Too many years of smelling their own farts, I guess.
Amtrak was created, supposedly, to preserve passenger rail service after most of the major railroads were about to go bankrupt and could no longer afford to run passenger trains thanks to competition from airlines. A few years later, the federal government created Conrail because the Penn Central railroad, which controlled most of the freight routes in the Northeast, was also faced with bankruptcy. Both were government-sponsored private corporations, yet Conrail did pretty well, becoming financially-independent by the mid-1980s and acquired by two major private railroads, NS and CSX, in 1999. Amtrak, as we all know, continues to fester and suck at the government teat. Don't know why moving things is profitable but moving people is not, but maybe it has something to do with the larger number of employees required to staff a passenger train, or the congressmen who insist on keeping Amtrak stations open in rural towns with one train every three days.
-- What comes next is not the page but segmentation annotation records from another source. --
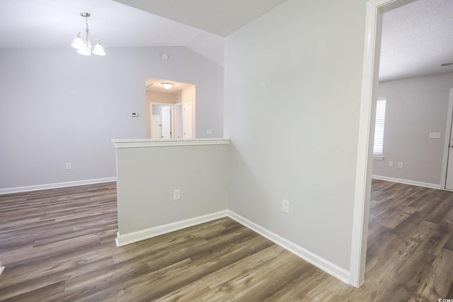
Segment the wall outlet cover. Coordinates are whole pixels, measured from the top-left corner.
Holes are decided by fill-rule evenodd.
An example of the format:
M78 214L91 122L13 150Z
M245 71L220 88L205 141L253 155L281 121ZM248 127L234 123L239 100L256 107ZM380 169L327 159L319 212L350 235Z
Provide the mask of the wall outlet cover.
M181 199L181 192L179 189L173 190L173 200L179 200Z
M289 202L287 200L283 199L283 202L282 202L282 211L289 214Z

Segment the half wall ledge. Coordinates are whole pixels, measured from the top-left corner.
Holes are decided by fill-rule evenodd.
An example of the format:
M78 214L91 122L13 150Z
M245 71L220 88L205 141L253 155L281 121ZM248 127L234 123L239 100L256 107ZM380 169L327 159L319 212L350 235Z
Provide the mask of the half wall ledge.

passenger rail has never been profitable, even when rail was the only game in town. it is just not high revenue, like freight. it has always been subsidized, either through government and/or transferring freight profits to keep passenger rail going.
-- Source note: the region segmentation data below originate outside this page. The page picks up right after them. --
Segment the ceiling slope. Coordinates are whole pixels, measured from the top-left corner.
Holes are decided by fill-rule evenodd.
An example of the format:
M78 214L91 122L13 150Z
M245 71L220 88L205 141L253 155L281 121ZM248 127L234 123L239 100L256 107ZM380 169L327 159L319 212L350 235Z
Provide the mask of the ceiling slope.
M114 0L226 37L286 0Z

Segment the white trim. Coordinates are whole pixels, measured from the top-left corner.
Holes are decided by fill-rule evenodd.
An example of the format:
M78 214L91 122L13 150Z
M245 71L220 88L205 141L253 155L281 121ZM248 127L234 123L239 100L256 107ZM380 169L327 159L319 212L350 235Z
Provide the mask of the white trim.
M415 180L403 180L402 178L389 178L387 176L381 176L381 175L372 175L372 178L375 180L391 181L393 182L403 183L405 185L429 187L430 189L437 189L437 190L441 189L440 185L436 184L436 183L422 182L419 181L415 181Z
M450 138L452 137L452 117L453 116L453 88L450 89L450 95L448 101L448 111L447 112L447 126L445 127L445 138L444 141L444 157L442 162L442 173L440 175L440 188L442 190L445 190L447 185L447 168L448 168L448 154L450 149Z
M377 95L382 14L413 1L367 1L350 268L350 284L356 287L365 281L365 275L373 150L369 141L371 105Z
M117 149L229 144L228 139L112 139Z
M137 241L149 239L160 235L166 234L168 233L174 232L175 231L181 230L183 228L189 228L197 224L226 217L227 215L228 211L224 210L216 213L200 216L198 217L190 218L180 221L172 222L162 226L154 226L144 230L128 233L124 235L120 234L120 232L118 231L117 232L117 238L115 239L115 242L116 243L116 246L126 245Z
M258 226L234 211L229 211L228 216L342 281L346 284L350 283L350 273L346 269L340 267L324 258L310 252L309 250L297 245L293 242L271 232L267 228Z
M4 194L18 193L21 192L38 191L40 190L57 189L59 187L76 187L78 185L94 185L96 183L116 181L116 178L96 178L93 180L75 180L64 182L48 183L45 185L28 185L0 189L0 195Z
now, when gas is expensive amtrak does well. when gas is cheap, not so much.
passenger rail has never been profitable, even when rail was the only game in town. it is just not high revenue, like freight. it has always been subsidized, either through government and/or transferring freight profits to keep passenger rail going.
now, when gas is expensive amtrak does well. when gas is cheap, not so much.
You say that to Dagney Taggart's face
Freight rail can cover its costs because railroads can pack each railcar wall-to-wall and floor-to-ceiling with revenue-earning coal, or grain, or widgets. If you could pile passengers into a railcar like so much steel pipe loaded onto a gondola car, then passenger rail would pay for itself as well. But an Amfleet II coach only has up to 84 seats. Even assuming all those seats are filled, it's hard to get passengers to pay enough to cover just operating expenses, let alone the substantial fixed costs (e.g., investment in locomotives, railcars, allocated share of track and roadbed) associated with their transportation.
How long will it be before the people totally sicken of this corrupt government.
"In 2013 Judge Brown struck down portions of the Passenger Rail and Improvement Act on the grounds that by granting Amtrak "unprecedented regulatory powers," Congress violated the constitutional principle which says that lawmaking authority may not be delegated to a non-government entity."
Oh Obama, put this judge on the supreme court please! They seem almost reasonable!
"Two years later, however, that judgment was overturned by the U.S. Supreme Court."
Oh...right. Reason doesn't apply.
If only they took this view of entities like the EPA it would be amazing. Considering the EPA cleans up disasters, yet they're also responsible for disasters, it seems like such reasoning might apply as a justification for getting rid of a government organization that makes decisions for Congress so they can point at the President as a malefactor.